Maybe part of it is just stopping to think about what is happening. Sure, every day of my life right now is not glorious and glamorous.....but I am really living a big dream of mine. Ten years ago if I could have fast forwarded and seen my life as a video (muted of course....no screaming kids) I think I'd be pretty happy with what I saw. A happy marriage, two really pretty good kids and the opportunity to raise them pretty much full time. I would see this as quite the happening page. Maybe I just need to remember that more often. And find some kind of mute button.
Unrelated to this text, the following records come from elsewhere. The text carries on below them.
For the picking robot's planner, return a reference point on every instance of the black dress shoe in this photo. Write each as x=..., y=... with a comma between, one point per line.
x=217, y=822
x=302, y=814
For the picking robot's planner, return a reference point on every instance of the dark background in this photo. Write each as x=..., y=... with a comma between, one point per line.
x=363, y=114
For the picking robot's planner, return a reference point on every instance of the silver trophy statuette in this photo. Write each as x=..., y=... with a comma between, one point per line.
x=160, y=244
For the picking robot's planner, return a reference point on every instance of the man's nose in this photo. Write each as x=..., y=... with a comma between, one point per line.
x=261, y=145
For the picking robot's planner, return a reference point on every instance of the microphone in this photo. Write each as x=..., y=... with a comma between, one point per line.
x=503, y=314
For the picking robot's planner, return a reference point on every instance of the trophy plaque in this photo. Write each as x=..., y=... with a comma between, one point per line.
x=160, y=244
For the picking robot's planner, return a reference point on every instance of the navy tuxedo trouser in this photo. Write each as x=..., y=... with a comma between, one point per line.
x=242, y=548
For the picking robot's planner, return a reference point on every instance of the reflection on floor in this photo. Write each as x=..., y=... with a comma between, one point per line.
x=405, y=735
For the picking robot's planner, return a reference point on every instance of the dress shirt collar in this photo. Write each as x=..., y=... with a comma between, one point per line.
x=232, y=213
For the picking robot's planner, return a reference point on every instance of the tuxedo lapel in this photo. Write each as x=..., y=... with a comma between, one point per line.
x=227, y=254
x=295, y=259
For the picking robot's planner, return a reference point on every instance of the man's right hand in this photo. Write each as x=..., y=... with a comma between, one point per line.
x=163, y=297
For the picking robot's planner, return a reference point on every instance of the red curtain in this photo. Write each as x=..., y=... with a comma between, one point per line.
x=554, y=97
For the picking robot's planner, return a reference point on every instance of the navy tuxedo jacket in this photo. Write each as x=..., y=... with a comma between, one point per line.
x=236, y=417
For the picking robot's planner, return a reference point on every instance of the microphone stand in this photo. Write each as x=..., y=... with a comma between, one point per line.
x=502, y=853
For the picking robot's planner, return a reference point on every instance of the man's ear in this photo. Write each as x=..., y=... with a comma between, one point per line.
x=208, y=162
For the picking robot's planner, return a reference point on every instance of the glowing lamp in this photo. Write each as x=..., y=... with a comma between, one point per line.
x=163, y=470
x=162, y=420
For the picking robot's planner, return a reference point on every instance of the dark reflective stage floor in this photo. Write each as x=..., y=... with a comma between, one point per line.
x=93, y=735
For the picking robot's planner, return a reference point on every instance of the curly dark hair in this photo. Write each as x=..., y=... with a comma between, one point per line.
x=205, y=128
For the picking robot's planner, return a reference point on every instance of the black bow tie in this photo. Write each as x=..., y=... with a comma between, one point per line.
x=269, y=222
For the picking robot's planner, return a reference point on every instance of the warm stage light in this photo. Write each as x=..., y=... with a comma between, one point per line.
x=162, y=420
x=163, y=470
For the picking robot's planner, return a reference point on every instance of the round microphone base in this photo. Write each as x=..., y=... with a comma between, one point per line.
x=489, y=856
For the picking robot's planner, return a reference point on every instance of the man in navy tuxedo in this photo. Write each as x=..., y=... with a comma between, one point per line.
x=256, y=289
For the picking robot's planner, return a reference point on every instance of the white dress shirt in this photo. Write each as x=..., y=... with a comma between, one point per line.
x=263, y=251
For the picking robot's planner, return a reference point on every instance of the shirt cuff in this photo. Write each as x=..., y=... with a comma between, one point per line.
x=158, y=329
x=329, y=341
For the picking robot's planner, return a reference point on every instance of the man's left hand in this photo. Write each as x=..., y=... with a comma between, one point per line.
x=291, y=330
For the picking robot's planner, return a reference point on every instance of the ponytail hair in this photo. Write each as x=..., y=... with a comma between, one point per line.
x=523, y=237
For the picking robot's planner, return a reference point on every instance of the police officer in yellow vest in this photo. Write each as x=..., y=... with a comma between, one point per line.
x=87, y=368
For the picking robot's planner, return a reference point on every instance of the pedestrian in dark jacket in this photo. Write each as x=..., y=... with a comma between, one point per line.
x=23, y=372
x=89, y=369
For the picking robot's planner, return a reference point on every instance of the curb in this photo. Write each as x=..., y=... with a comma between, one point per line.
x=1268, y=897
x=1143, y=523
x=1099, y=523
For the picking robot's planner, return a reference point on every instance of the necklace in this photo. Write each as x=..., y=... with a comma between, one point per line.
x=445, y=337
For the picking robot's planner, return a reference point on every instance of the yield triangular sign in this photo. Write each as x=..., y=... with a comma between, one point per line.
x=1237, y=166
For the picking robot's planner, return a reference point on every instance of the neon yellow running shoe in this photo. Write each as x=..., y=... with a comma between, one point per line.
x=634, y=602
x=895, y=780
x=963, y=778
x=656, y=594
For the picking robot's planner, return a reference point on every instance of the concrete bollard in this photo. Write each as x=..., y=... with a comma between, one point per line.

Today, Halloween, actually did feel like a happening page. I can't believe how fun it was to have kids that really get what's going on. We had some great soup for supper (complete with a decorated table....wow, maybe that's why the day felt so ideal) . Charity came over and we trick-or-treated to our neighbors. I really like our neighborhood. Then we went over to the church for the trunk or treat. Hazel and Charlie were in heaven with the candy (despite having such bad colds). Charlie went around as a little monkey saying "ick eat!" and "happy ween."
So, I tried to be a cool mom and dress up to go out with the kids. The best I could do was this witch hat and a "Zena the warrior princess" wig that I bought today at Marshall's for $1.25. When Jeff came home and saw me he asked (very seriously) "did you die your hair?" Yes, jeff, and it grew a foot in a day. I love him, but sometimes he's a little clueless.
Charlie really liked the witch costume and even though I couldn't stand wearing it for more than a few minutes Hazel insisted on addressing me as "witch" all night long. That made me feel like a good mom.